The primary goal of targeted therapy development is to identify prognostic or predictive biomarkers that can guide the molecular diagnosis and personalized treatment optimization for patients. Following this plan, we conducted simulations to evaluate the variable selection procedure using our Bayesian two-step Lasso strategy. We investigated 50 biomarkers including both prognostic and predictive markers, among which odd-numbered biomarkers were binary and even-numbered biomarkers were continuous. All biomarker values were generated from a multivariate normal distribution, and binary biomarkers were obtained by dichotomization with a fixed marker-positive percentage at 50%.

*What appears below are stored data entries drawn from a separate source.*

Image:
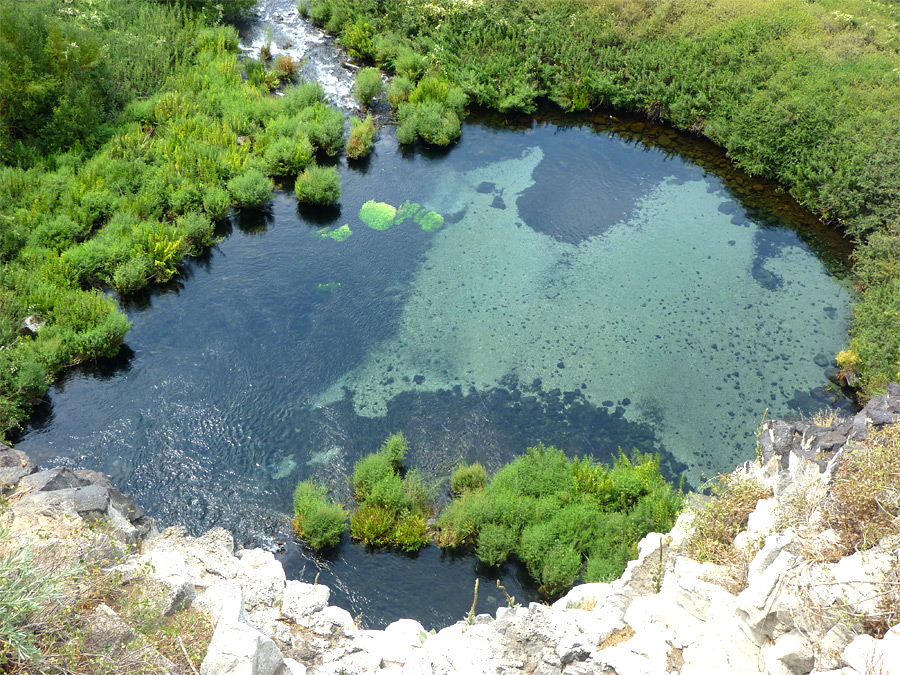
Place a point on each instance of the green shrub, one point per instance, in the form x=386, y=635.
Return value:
x=410, y=64
x=468, y=478
x=368, y=86
x=251, y=188
x=399, y=91
x=361, y=140
x=431, y=121
x=318, y=185
x=317, y=520
x=216, y=202
x=393, y=509
x=288, y=155
x=133, y=274
x=324, y=126
x=554, y=513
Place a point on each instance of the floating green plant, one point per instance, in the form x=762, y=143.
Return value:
x=340, y=233
x=407, y=209
x=429, y=220
x=377, y=215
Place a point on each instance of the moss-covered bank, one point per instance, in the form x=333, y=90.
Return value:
x=802, y=92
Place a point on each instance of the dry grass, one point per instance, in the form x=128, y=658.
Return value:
x=617, y=637
x=716, y=525
x=66, y=630
x=864, y=502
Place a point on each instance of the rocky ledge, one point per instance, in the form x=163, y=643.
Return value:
x=788, y=608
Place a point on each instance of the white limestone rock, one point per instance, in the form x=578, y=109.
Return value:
x=300, y=600
x=239, y=649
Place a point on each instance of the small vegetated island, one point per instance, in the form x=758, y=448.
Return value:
x=564, y=519
x=114, y=167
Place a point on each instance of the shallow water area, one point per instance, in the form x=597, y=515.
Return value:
x=585, y=290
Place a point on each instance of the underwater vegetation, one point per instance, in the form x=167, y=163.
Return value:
x=822, y=121
x=112, y=169
x=377, y=215
x=381, y=216
x=393, y=507
x=564, y=519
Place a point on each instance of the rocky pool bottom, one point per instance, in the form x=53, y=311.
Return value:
x=668, y=613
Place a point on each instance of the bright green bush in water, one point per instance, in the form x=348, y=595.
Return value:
x=318, y=520
x=251, y=188
x=393, y=510
x=823, y=122
x=377, y=215
x=429, y=220
x=191, y=140
x=361, y=140
x=562, y=518
x=318, y=185
x=368, y=86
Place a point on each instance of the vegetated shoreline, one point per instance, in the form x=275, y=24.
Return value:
x=804, y=93
x=790, y=567
x=83, y=212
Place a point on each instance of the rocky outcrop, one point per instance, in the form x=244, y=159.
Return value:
x=794, y=608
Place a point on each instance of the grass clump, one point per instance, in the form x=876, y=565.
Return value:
x=393, y=508
x=864, y=502
x=377, y=215
x=318, y=185
x=317, y=520
x=251, y=188
x=361, y=140
x=722, y=518
x=468, y=478
x=564, y=519
x=368, y=86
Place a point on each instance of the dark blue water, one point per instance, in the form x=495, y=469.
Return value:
x=585, y=290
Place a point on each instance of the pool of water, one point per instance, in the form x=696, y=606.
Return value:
x=587, y=290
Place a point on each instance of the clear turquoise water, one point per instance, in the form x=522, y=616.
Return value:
x=586, y=290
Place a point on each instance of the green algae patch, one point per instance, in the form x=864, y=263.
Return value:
x=377, y=215
x=339, y=234
x=429, y=220
x=407, y=209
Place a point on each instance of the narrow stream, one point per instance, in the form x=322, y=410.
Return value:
x=597, y=284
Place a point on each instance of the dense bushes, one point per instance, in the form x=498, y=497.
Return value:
x=318, y=185
x=317, y=520
x=393, y=509
x=802, y=92
x=562, y=518
x=361, y=140
x=192, y=140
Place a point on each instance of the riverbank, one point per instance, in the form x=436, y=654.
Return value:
x=790, y=568
x=803, y=93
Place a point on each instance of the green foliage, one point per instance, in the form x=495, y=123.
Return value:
x=368, y=86
x=399, y=91
x=468, y=478
x=116, y=199
x=24, y=590
x=377, y=215
x=393, y=509
x=562, y=518
x=288, y=156
x=324, y=126
x=318, y=185
x=251, y=188
x=317, y=520
x=361, y=140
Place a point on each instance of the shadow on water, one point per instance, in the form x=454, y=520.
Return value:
x=208, y=414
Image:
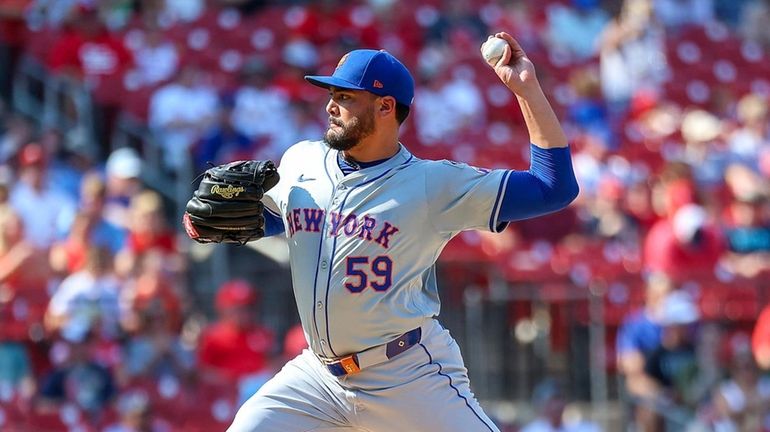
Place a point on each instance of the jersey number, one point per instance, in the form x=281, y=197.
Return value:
x=381, y=266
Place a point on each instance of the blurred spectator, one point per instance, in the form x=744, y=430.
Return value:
x=15, y=370
x=77, y=378
x=21, y=272
x=15, y=131
x=151, y=291
x=760, y=339
x=638, y=338
x=53, y=13
x=156, y=57
x=156, y=350
x=137, y=415
x=223, y=143
x=680, y=13
x=180, y=112
x=88, y=298
x=674, y=365
x=632, y=54
x=755, y=22
x=235, y=346
x=38, y=204
x=639, y=335
x=24, y=277
x=88, y=51
x=122, y=170
x=71, y=156
x=182, y=10
x=12, y=38
x=148, y=232
x=69, y=255
x=754, y=132
x=588, y=110
x=259, y=98
x=607, y=218
x=457, y=19
x=574, y=30
x=684, y=245
x=742, y=402
x=90, y=215
x=449, y=108
x=245, y=6
x=747, y=228
x=704, y=148
x=660, y=373
x=550, y=401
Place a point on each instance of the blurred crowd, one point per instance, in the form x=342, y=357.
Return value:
x=665, y=103
x=97, y=323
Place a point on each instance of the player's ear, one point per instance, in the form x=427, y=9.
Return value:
x=386, y=105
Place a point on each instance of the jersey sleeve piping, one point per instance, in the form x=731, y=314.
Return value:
x=494, y=224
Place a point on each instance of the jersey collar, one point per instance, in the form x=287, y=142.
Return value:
x=364, y=175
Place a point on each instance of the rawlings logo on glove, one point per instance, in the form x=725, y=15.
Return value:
x=227, y=192
x=227, y=206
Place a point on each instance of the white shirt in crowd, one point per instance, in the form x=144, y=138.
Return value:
x=178, y=116
x=40, y=211
x=84, y=299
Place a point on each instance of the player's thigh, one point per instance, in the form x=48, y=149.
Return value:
x=295, y=400
x=439, y=397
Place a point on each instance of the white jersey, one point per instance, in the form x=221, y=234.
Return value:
x=363, y=246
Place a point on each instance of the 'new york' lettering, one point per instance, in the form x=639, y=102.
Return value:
x=363, y=227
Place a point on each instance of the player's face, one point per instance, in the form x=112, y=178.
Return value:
x=351, y=118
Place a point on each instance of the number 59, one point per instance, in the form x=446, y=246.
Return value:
x=381, y=267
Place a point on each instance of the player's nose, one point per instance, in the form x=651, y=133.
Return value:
x=332, y=108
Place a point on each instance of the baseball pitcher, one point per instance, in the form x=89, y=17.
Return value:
x=365, y=222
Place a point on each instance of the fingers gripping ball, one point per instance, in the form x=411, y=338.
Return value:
x=227, y=206
x=493, y=49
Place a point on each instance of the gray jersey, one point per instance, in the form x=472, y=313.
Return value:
x=363, y=246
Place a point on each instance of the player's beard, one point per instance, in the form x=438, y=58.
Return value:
x=347, y=136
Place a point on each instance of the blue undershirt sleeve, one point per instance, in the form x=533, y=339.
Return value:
x=273, y=223
x=548, y=186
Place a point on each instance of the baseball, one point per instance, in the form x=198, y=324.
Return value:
x=493, y=49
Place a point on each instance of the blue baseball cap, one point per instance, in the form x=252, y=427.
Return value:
x=375, y=71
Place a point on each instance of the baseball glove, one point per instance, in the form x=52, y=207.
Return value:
x=227, y=206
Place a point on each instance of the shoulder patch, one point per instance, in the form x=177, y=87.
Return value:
x=462, y=165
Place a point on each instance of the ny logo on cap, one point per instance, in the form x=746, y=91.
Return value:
x=342, y=60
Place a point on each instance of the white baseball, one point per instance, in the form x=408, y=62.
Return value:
x=493, y=49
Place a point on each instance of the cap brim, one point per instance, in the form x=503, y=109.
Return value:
x=330, y=81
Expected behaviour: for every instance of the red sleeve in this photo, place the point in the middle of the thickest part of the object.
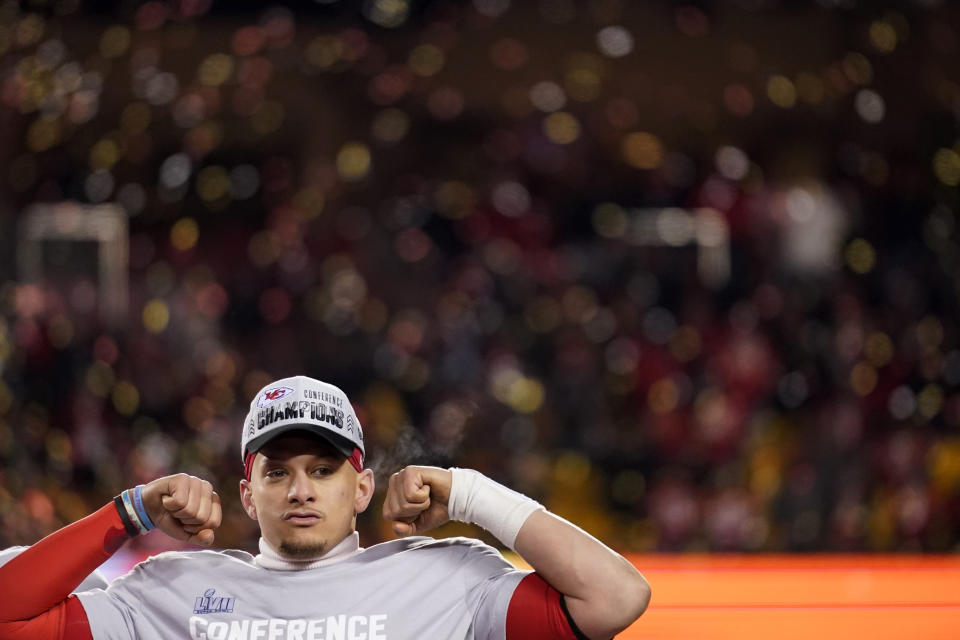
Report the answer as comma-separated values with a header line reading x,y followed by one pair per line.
x,y
42,577
537,612
65,621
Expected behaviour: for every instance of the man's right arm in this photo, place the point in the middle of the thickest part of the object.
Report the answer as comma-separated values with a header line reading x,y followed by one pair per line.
x,y
35,585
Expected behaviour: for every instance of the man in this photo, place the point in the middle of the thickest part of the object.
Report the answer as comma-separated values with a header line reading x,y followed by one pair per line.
x,y
95,580
304,484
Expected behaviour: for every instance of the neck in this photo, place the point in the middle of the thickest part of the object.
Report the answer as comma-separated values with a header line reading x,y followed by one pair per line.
x,y
270,558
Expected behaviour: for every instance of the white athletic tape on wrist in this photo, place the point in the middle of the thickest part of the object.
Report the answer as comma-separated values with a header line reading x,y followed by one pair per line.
x,y
477,499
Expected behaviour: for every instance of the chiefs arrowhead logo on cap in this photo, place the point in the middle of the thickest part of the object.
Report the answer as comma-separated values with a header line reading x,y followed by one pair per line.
x,y
272,395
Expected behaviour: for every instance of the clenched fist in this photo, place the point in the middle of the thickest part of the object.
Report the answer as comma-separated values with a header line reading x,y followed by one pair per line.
x,y
184,507
417,499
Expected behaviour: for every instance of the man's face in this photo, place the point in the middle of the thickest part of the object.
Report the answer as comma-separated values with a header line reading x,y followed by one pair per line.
x,y
304,495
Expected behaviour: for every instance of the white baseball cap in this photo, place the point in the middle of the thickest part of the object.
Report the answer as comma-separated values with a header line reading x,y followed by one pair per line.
x,y
302,403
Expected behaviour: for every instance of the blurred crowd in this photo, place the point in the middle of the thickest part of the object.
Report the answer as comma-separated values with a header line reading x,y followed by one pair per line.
x,y
487,222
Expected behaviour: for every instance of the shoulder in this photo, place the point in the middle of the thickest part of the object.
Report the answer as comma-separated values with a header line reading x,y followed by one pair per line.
x,y
449,556
454,547
204,560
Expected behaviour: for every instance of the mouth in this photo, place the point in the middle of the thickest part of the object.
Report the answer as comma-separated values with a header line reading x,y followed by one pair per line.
x,y
302,518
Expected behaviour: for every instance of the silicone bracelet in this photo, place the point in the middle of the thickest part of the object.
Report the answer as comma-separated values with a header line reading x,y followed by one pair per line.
x,y
134,518
140,509
128,526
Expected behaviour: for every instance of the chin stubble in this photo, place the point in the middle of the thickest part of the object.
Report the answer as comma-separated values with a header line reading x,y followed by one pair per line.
x,y
302,551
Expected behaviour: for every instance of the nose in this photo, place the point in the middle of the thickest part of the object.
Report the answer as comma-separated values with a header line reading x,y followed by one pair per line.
x,y
301,490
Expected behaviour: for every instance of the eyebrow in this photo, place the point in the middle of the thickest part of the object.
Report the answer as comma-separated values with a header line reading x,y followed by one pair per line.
x,y
283,455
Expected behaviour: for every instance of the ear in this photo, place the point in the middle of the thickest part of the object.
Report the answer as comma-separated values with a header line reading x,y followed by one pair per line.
x,y
246,498
365,487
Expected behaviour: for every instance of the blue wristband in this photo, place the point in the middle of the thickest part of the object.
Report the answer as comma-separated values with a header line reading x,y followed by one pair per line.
x,y
132,513
140,509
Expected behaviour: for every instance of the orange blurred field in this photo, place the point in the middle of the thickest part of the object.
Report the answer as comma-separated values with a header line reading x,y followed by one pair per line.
x,y
721,597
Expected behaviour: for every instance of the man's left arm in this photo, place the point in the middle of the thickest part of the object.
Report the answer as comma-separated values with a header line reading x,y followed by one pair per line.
x,y
602,591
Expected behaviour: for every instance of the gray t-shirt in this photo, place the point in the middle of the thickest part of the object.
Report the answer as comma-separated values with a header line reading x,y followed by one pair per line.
x,y
412,588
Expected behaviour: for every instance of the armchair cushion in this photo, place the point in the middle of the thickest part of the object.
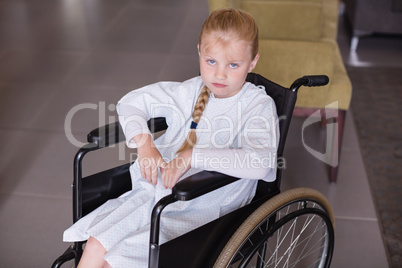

The true values of covariate effects are given in Table 1 for the null Model, alternative model 1, and alternative model 2, where the first row represents the marker main effects, and the remaining two rows correspond to the marker–treatment interactions. Fifty markers are used in the simulations for the null and alternative model 1, and 15 markers are used for alternative model 2. Fifty markers yield a total of 152 model parameters related to marker and treatment effects. To save space, the true parameter values related to the first 15 markers are shown in Table 1, and those not shown are all zero. We set the treatment main effects to be zero for both experimental treatments, and focused on the identification of important biomarkers. For alternative model 1, one can see that marker 1 (odd-numbered markers are binary) is a prognostic marker as patients with positive status of marker 1 would have improved survival regardless of their treatments. Similarly, marker 2 (even-numbered markers are continuous) is also prognostic for better survival. Markers 3 and 4 are prognostic for worse survival, and markers 5 through 12 are all predictive markers with small prognostic effects. All markers in alternative model 2 are binary.

Table 1.

True parameter values under the Cox proportional hazards model with the marker main effects (Main) of markers 1 to 15 (M1–M15), the marker and treatment 1 interaction (MT1), and the marker and treatment 2 interaction (MT2).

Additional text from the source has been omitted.